Extensions of representations of analytic solvable groups (Q909805)

Let L denote a closed analytic subgroup of GL(n,\({\mathbb{R}})\) and G a closed analytic subgroup of L on which a finite dimensional representation \(\rho\) is defined with representation space V. The author addresses the question when a finite dimensional L-module W can be found containing a G-submodule isomorphic to V. He settles the issue for solvable L by presenting necessary and sufficient conditions.

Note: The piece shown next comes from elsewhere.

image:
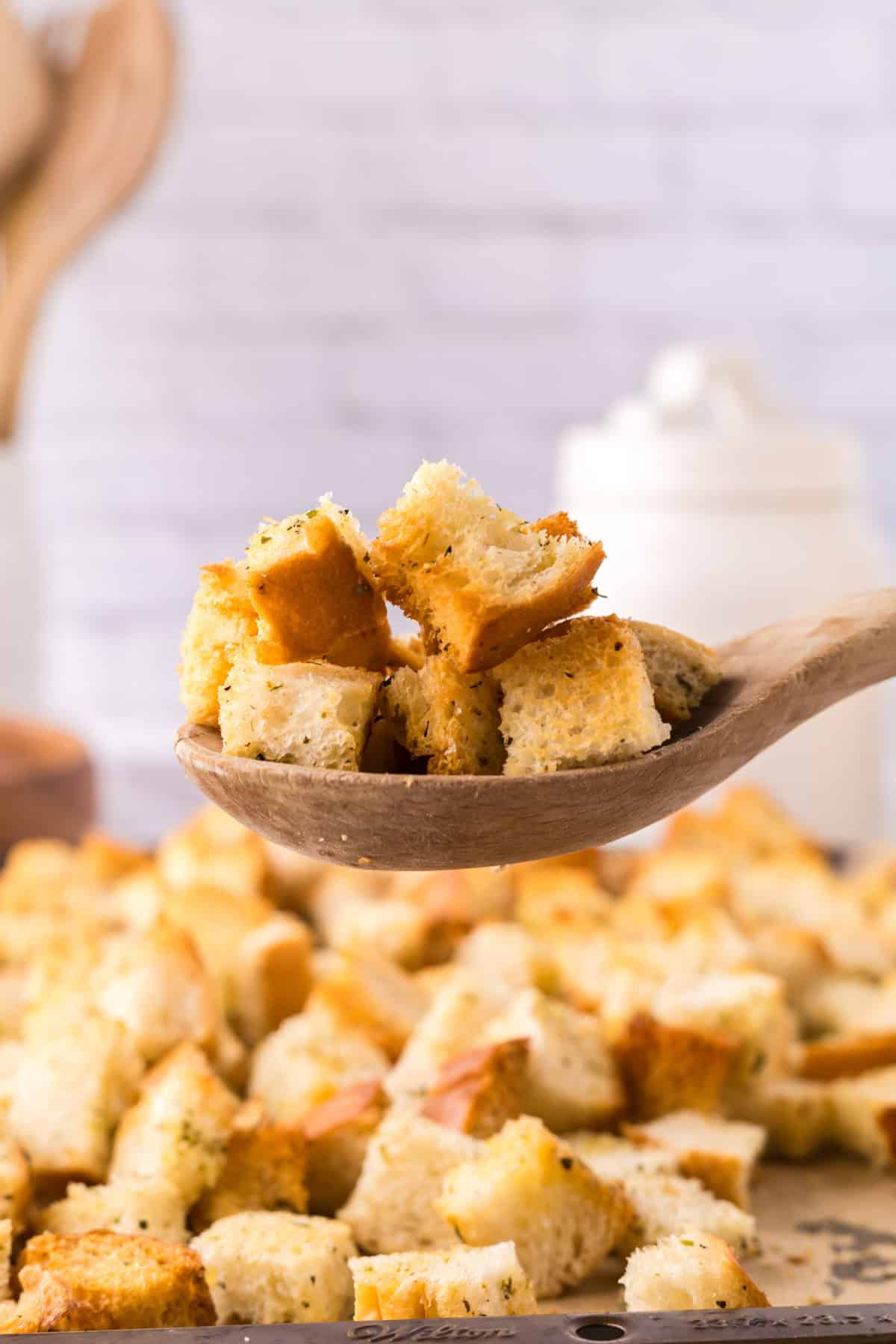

For a formulation of these results, let \(\rho '\) denote the semisimple representation on the direct sum \(V'\) of the factors of a Jordan-Hölder-series of V, called the associated semisimple representation, and let \(L'\) denote the commutator subgroup of L. The author establishes the following Theorem: If L is solvable, then the following conditions are necessary and sufficient for W to exist: (1) \(\rho '(G\cap L')=\{1\}\). (2) The representation \(\sigma\) of \(GL'\) defined on \(V'\) by \(\sigma (gu)=\rho '(g)\) (in view of (1)) is continuous for the subspace topology of \(GL'\subseteq L\). The proof, which is of considerable length, is based on methods first introduced by G. Hochschild and G. D. Mostow. The methods prepared for the proof yield further results on sufficient conditions for the extension of \(\rho\) to exist.